Namun, luas kawasan kumuh mulai berkurang, lewat upaya bertahap Dinas Perumahan Rakyat dan Kawasan Permukiman (Perkim).
Kepala Dinas Perkim Banjarmasin, Chandra Iriandi Wijaya mengungkap sejak 2022 pemko telah menangani sekitar 170 ha kawasan kumuh.
"Kita mampu menangani setidaknya 65 ha per tahun," ujarnya, Kamis (8/5).
Penanganan itu dibiayai APBD pemko, dibantu Pemprov Kalimantan Selatan dan Pemerintah Pusat.
Meski demikian, masih tersisa sekitar 370 ha kawasan kumuh yang perlu ditangani. "Jika kita tetap konsisten dengan target 65 ha per tahun, dalam waktu 3-4 tahun ke depan kawasan kumuh di Banjarmasin bisa tertangani sepenuhnya," kata Chandra.
Berbagai program diluncurkan untuk menangani kawasan kumuh, salah satunya program bedah rumah.
Pada tahun 2025, Disperkim menargetkan membedah 15 rumah. Program ini bertujuan untuk memperbaiki rumah tidak layak huni yang berjumlah sekitar 5.000 unit di Banjarmasin.
Pada 2023, sebanyak 370 rumah telah direnovasi, sedangkan di tahun 2024 jumlahnya meningkat menjadi lebih dari 400 rumah. Sebagian besar berada di bantaran sungai.
Chandra menjelaskan kondisi kekumuhan ini terjadi karena pembangunan rumah di bantaran sungai sudah berlangsung sejak lama dan tanpa perencanaan yang teratur.
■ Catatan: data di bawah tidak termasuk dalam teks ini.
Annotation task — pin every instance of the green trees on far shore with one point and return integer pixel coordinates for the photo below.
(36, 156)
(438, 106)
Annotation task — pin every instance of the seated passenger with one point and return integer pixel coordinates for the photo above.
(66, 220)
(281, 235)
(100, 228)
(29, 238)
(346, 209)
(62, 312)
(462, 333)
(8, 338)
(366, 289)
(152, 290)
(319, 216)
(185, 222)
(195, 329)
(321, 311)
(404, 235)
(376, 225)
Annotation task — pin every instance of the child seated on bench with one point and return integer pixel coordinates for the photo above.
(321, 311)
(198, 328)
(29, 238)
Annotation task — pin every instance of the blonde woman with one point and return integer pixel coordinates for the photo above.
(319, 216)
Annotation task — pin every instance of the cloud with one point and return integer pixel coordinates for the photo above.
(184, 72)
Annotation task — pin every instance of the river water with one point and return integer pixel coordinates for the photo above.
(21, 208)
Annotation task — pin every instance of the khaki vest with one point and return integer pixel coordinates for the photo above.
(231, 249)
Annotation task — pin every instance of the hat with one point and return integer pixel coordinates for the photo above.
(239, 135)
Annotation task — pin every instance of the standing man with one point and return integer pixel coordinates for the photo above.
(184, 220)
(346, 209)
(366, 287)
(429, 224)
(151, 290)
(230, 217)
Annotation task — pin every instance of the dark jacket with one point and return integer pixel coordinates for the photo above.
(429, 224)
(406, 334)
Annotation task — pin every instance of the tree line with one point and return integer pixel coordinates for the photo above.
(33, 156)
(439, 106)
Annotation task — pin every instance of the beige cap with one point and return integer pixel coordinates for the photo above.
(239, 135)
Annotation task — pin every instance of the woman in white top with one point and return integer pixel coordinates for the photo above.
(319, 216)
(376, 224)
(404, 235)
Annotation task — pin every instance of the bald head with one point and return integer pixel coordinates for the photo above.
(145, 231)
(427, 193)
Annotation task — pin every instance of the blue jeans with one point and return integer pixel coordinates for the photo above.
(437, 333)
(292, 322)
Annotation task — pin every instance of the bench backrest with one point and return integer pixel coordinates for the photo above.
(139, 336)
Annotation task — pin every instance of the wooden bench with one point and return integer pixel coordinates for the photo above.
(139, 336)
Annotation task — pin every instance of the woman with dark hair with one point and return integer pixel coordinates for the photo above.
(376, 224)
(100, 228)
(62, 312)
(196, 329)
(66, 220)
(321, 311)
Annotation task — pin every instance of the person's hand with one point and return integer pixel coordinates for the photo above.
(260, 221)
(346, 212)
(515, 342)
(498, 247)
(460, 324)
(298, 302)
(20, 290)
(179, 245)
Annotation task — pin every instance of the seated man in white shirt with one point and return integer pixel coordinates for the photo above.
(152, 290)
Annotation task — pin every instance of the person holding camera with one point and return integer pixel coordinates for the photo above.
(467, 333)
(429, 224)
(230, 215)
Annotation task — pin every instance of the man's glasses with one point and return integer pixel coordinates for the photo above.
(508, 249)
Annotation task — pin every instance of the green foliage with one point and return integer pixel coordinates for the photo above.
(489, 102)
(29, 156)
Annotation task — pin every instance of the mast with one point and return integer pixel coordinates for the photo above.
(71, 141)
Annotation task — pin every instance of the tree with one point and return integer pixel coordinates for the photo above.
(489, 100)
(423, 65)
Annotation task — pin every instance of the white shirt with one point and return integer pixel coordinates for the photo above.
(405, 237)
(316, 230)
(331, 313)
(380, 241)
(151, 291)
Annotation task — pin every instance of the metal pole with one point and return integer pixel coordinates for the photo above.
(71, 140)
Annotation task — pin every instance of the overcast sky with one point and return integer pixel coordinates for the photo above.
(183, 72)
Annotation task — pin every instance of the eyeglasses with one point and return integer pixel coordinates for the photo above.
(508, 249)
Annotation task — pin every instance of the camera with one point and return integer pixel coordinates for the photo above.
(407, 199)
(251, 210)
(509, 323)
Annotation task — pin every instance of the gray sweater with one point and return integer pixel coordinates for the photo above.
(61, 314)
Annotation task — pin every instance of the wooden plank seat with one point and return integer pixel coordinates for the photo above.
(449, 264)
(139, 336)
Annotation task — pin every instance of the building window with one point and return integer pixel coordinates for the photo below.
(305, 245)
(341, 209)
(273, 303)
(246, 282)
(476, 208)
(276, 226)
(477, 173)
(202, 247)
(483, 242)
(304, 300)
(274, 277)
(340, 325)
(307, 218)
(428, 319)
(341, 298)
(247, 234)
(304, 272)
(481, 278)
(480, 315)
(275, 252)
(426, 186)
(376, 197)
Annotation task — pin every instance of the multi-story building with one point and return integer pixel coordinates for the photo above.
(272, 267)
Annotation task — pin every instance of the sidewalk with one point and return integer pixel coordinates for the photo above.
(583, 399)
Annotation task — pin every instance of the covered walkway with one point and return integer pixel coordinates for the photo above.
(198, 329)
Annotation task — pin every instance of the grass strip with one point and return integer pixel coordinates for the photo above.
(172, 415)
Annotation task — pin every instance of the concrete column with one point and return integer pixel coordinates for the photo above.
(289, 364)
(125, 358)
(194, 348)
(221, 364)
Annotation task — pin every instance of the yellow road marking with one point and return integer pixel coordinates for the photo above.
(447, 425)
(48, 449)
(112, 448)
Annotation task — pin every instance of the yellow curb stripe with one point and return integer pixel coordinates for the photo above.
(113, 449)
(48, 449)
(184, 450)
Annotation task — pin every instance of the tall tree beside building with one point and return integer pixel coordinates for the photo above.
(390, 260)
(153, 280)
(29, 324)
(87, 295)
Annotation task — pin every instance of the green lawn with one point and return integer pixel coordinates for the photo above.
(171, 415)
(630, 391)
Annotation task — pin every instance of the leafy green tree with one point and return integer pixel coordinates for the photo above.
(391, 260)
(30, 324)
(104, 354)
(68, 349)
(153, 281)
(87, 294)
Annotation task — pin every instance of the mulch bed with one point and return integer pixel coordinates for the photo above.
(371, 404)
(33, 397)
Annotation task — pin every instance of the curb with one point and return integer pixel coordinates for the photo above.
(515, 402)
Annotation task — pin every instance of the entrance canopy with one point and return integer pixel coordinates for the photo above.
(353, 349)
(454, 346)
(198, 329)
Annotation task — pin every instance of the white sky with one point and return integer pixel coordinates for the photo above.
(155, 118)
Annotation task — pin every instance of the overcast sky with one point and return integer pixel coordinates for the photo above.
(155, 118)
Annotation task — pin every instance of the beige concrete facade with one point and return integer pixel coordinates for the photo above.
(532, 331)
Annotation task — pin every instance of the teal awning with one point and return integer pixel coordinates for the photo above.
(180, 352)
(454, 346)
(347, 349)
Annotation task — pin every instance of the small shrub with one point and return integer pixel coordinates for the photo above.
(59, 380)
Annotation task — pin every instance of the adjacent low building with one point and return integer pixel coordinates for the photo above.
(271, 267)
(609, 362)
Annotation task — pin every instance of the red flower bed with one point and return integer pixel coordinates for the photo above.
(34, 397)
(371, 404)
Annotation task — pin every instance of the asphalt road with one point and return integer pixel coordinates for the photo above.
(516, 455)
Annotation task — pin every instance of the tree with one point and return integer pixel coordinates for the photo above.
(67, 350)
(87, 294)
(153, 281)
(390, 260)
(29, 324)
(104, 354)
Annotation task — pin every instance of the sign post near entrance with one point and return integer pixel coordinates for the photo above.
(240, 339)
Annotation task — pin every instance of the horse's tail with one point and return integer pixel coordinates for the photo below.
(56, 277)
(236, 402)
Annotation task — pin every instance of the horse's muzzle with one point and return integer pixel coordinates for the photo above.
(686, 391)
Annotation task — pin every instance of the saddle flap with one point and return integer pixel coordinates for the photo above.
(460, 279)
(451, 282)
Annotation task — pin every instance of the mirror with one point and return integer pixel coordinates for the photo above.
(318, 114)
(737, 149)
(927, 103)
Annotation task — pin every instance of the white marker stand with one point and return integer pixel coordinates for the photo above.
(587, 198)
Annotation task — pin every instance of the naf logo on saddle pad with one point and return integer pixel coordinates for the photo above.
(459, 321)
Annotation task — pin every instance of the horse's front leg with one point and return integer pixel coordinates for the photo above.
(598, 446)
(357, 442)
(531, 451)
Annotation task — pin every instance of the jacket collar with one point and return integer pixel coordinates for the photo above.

Selain itu, minimnya infrastruktur dan sanitasi yang layak juga menjadi faktor utama kawasan tersebut dikategorikan sebagai kawasan kumuh.
Untuk mengatasi permasalahan ini, dilakukan perbaikan jalan titian dan pembangunan fasilitas sanitasi seperti WC atau jamban sehat.
"Kami terus berkolaborasi dengan berbagai pemangku kepentingan untuk memastikan kawasan kumuh ini dapat ditangani secara maksimal," pungkas Chandra.